I can suggest to do the following things:

  • Add a note to the Hurl documentation about building with PGO. In this case, users and maintainers who build their own Hurl binaries will be aware of PGO as an additional way to optimize the project.
  • Optimize provided by Hurl project binaries on the CI (like it's already done for other projects like Rustc), if any.
  • Try to evaluate LLVM BOLT in addition to PGO on Hurl.

zamazan4ik avatar Sep 12 '23 01:09 zamazan4ik

Hi @zamazan4ik could you propose us a small text for the documentation about "Add a note to the Hurl documentation about building with PGO"

jcamiel avatar Jan 10 '24 13:01 jcamiel

Hi @zamazan4ik could you propose us a small text for the documentation about "Add a note to the Hurl documentation about building with PGO"

Sure!

Firstly, I want to share with you existing PGO-oriented documentation in other projects:

  • ClickHouse: https://clickhouse.com/docs/en/operations/optimizing-performance/profile-guided-optimization
  • Databend: https://databend.rs/doc/contributing/pgo
  • Vector: https://vector.dev/docs/administration/tuning/pgo/
  • Nebula: https://docs.nebula-graph.io/3.5.0/8.service-tuning/enable_autofdo_for_nebulagraph/
  • GCC: Official docs, section "Building with profile feedback"
  • Clang:
    • https://llvm.org/docs/HowToBuildWithPGO.html
    • https://llvm.org/docs/AdvancedBuilds.html
  • Rustc: https://rustc-dev-guide.rust-lang.org/building/optimized-build.html#profile-guided-optimization
  • tsv-utils: https://github.com/eBay/tsv-utils/blob/master/docs/BuildingWithLTO.md

I hope you can find something useful in the examples above.

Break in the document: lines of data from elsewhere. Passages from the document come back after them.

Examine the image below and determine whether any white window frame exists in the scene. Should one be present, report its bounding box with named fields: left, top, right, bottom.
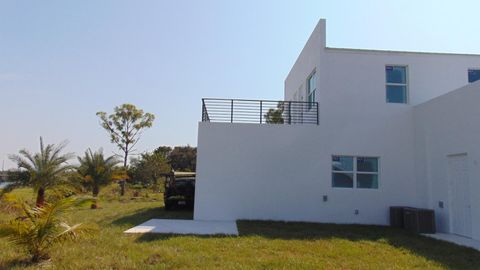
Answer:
left=330, top=155, right=381, bottom=190
left=305, top=69, right=318, bottom=110
left=467, top=68, right=480, bottom=84
left=383, top=64, right=408, bottom=104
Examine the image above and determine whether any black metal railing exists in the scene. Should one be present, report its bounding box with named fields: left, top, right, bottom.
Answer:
left=202, top=98, right=318, bottom=125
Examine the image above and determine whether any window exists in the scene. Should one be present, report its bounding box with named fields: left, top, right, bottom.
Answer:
left=385, top=66, right=408, bottom=103
left=468, top=69, right=480, bottom=83
left=307, top=71, right=317, bottom=110
left=332, top=156, right=378, bottom=189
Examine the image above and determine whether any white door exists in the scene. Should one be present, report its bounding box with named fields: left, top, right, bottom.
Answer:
left=448, top=154, right=472, bottom=237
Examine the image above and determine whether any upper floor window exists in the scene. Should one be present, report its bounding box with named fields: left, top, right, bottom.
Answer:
left=307, top=71, right=317, bottom=109
left=468, top=69, right=480, bottom=83
left=385, top=66, right=408, bottom=104
left=332, top=156, right=378, bottom=189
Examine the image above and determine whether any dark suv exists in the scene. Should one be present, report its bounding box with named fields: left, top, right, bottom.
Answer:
left=163, top=173, right=195, bottom=210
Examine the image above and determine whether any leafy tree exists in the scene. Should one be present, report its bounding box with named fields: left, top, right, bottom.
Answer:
left=0, top=197, right=96, bottom=262
left=10, top=137, right=73, bottom=207
left=97, top=104, right=155, bottom=195
left=130, top=152, right=172, bottom=187
left=7, top=170, right=30, bottom=186
left=77, top=149, right=120, bottom=208
left=168, top=146, right=197, bottom=172
left=264, top=102, right=284, bottom=124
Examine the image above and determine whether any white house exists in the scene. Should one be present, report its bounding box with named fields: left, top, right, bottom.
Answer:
left=194, top=20, right=480, bottom=242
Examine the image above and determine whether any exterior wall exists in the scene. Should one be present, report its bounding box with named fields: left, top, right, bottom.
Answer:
left=194, top=20, right=480, bottom=234
left=415, top=82, right=480, bottom=240
left=194, top=123, right=418, bottom=225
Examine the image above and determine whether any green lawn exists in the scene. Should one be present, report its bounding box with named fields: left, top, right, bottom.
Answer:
left=0, top=189, right=480, bottom=269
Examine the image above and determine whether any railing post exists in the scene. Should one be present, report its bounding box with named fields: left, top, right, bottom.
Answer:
left=260, top=100, right=263, bottom=124
left=288, top=101, right=292, bottom=125
left=202, top=98, right=205, bottom=122
left=230, top=99, right=233, bottom=123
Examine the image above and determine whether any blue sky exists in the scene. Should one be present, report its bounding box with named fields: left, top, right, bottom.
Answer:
left=0, top=0, right=480, bottom=168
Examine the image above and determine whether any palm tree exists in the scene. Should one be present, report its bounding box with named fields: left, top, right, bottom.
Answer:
left=10, top=137, right=74, bottom=207
left=77, top=148, right=120, bottom=208
left=0, top=197, right=97, bottom=262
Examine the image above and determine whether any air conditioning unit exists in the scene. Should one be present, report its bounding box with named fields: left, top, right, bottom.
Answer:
left=403, top=207, right=436, bottom=233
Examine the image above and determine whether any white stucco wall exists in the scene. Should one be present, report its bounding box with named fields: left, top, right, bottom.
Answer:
left=415, top=82, right=480, bottom=239
left=194, top=20, right=480, bottom=235
left=194, top=123, right=419, bottom=224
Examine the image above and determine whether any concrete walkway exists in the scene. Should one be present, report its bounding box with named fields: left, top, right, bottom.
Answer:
left=424, top=233, right=480, bottom=251
left=125, top=219, right=238, bottom=235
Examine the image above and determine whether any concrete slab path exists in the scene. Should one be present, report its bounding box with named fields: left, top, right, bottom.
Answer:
left=424, top=233, right=480, bottom=251
left=125, top=219, right=238, bottom=235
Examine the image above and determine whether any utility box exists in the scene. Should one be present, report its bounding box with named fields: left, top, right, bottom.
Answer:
left=390, top=206, right=406, bottom=228
left=403, top=207, right=436, bottom=233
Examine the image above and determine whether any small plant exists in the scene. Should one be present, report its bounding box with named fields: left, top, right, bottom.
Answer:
left=77, top=149, right=120, bottom=209
left=0, top=197, right=96, bottom=262
left=9, top=137, right=73, bottom=207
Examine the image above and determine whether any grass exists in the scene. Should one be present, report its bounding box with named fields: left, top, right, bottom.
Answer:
left=0, top=189, right=480, bottom=269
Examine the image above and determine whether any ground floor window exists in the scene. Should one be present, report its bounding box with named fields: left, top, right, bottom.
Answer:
left=332, top=156, right=379, bottom=189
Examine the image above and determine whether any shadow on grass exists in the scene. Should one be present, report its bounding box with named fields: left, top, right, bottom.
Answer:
left=112, top=207, right=193, bottom=227
left=0, top=258, right=39, bottom=269
left=237, top=221, right=480, bottom=269
left=136, top=233, right=235, bottom=243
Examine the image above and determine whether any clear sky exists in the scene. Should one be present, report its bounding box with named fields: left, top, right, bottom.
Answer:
left=0, top=0, right=480, bottom=169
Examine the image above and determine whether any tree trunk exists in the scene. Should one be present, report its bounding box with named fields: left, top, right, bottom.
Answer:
left=90, top=184, right=100, bottom=209
left=120, top=150, right=128, bottom=196
left=35, top=188, right=45, bottom=207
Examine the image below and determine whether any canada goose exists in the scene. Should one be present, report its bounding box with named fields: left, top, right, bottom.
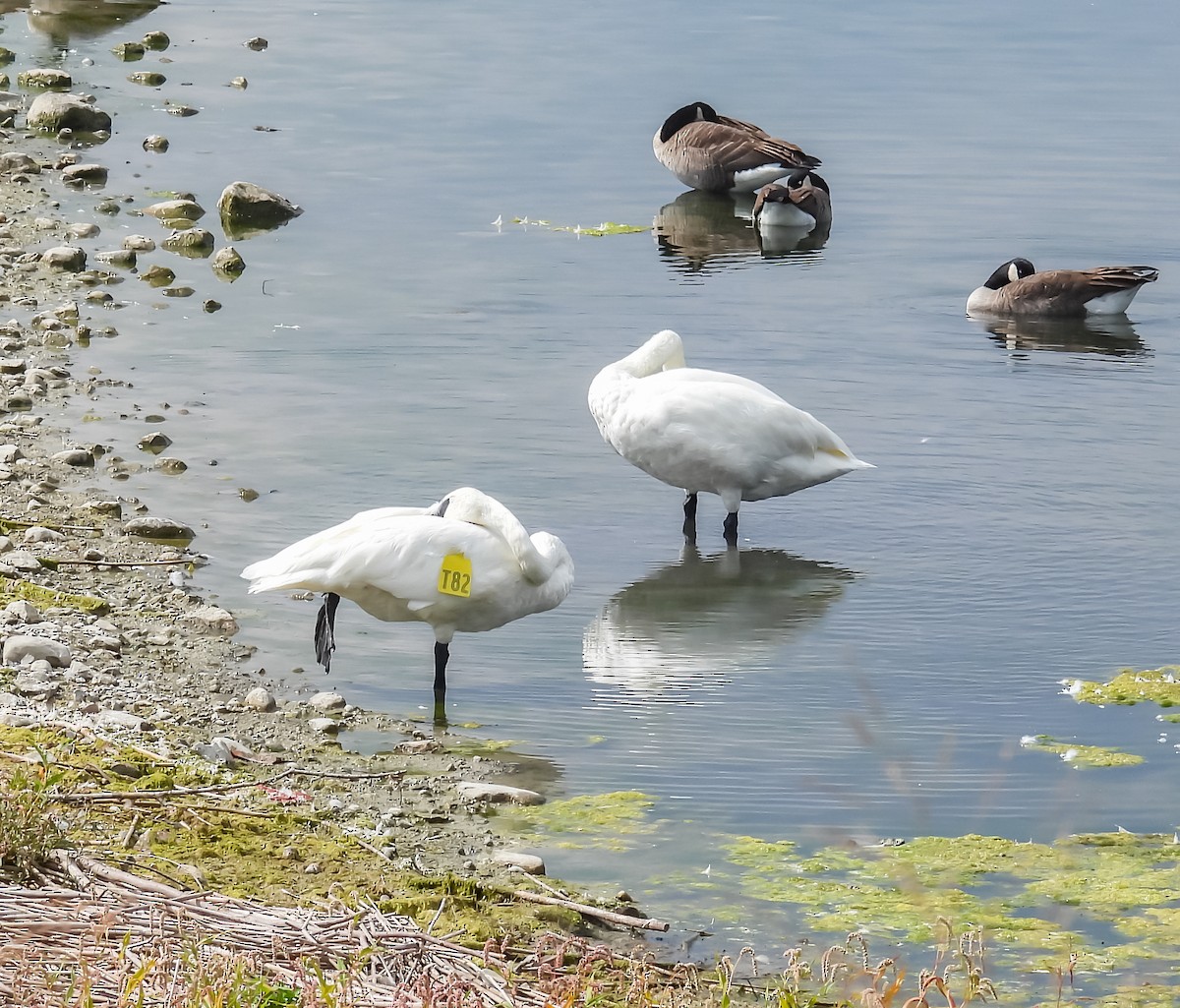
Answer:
left=651, top=101, right=820, bottom=193
left=967, top=259, right=1160, bottom=319
left=589, top=329, right=873, bottom=544
left=754, top=167, right=832, bottom=230
left=242, top=486, right=573, bottom=715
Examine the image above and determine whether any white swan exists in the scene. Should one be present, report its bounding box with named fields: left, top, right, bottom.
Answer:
left=589, top=329, right=874, bottom=543
left=242, top=486, right=573, bottom=713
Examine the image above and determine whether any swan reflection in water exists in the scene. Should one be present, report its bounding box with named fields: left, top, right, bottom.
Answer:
left=582, top=543, right=856, bottom=702
left=651, top=189, right=828, bottom=273
left=973, top=315, right=1150, bottom=358
left=0, top=0, right=160, bottom=45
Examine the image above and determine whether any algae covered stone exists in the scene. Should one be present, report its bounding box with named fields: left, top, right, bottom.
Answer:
left=217, top=182, right=303, bottom=237
left=26, top=90, right=111, bottom=134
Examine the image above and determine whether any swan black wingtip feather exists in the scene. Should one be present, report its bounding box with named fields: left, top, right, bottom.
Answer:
left=315, top=591, right=340, bottom=673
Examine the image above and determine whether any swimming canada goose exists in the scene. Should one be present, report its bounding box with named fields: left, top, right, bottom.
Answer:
left=967, top=259, right=1160, bottom=319
left=242, top=486, right=573, bottom=717
left=651, top=101, right=820, bottom=193
left=589, top=329, right=873, bottom=544
left=754, top=167, right=832, bottom=230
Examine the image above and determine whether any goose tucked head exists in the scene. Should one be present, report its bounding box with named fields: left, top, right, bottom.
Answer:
left=660, top=101, right=721, bottom=144
left=983, top=259, right=1036, bottom=290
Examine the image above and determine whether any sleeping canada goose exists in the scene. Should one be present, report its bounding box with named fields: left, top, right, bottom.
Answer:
left=754, top=167, right=832, bottom=230
left=651, top=101, right=820, bottom=193
left=242, top=486, right=573, bottom=718
left=589, top=329, right=873, bottom=544
left=967, top=259, right=1160, bottom=319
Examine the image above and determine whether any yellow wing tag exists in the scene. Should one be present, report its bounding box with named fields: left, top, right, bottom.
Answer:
left=439, top=554, right=471, bottom=599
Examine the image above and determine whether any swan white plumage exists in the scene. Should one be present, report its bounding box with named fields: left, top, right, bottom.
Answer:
left=242, top=486, right=573, bottom=711
left=589, top=329, right=874, bottom=543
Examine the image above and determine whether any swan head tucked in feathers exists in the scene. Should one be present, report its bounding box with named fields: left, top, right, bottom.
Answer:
left=426, top=486, right=573, bottom=587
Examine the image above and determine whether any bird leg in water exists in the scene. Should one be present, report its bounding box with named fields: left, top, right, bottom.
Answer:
left=680, top=494, right=696, bottom=543
left=315, top=591, right=340, bottom=673
left=435, top=641, right=450, bottom=703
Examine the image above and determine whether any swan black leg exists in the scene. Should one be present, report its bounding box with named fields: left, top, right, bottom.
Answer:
left=680, top=494, right=696, bottom=543
left=315, top=591, right=340, bottom=673
left=435, top=641, right=450, bottom=721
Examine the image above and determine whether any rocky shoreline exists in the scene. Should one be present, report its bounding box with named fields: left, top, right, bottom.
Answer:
left=0, top=22, right=651, bottom=953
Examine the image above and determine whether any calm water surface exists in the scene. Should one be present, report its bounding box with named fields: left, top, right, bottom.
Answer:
left=7, top=0, right=1180, bottom=991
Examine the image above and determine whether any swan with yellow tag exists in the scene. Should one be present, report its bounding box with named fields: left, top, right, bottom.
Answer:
left=242, top=486, right=573, bottom=714
left=589, top=329, right=874, bottom=544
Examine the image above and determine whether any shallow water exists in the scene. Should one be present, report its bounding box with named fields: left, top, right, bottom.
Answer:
left=7, top=0, right=1180, bottom=995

About suggesting a small text about PGO, I suggest you answer the following questions in this text:

  • What is PGO? A link to the Rustc documentation should be enough, IMHO
  • What benefits does PGO bring to Hurl? Here we can reference this issue with actual benchmarks
  • How to build Hurl with PGO? Here we can write a simple instruction for building Hurl with PGO via cargo-pgo or with raw compiler PGO-related options (Rustc documentation)

Where to put this instruction? I guess somewhere in "Building from sources" documentation.

So I think the text could look like this (as a reference I used Vector documentation about PGO):

"Profile-Guided Optimization (PGO) is a compiler optimization technique where a program is optimized based on the runtime profile.

According to the tests, we see improvements of up to 20% faster request executions in the benchmark. The performance benefits depend on your typical workload - you can get better or worse results.

More information about PGO in Hurl can be found in the corresponding GitHub issue.

How to build Hurl with PGO?

There are two major kinds of PGO: Instrumentation and Sampling (also known as AutoFDO). In this guide, is described the Instrumentation PGO with Hurl. We use cargo-pgo for building Hurl with PGO.

  • Install cargo-pgo.
  • Check out the Hurl repository.
  • Go to the Hurl source directory and run cargo pgo build. It will build the instrumented Hurl version.
  • Run instrumented Hurl on your test load. Usually, performing several workload-representative requests is enough to collect a good PGO profile (but your case can be different).
  • Run cargo pgo optimize. It will build Hurl with PGO optimization.

A more detailed guide on how to apply PGO is in the Rust documentation."

I think having something like this in the documentation is fine.

zamazan4ik avatar Jan 11 '24 02:01 zamazan4ik

Thanks a lot, I'll put all this in the repo under "contrib", and link it in the documentation!

jcamiel avatar Jan 11 '24 05:01 jcamiel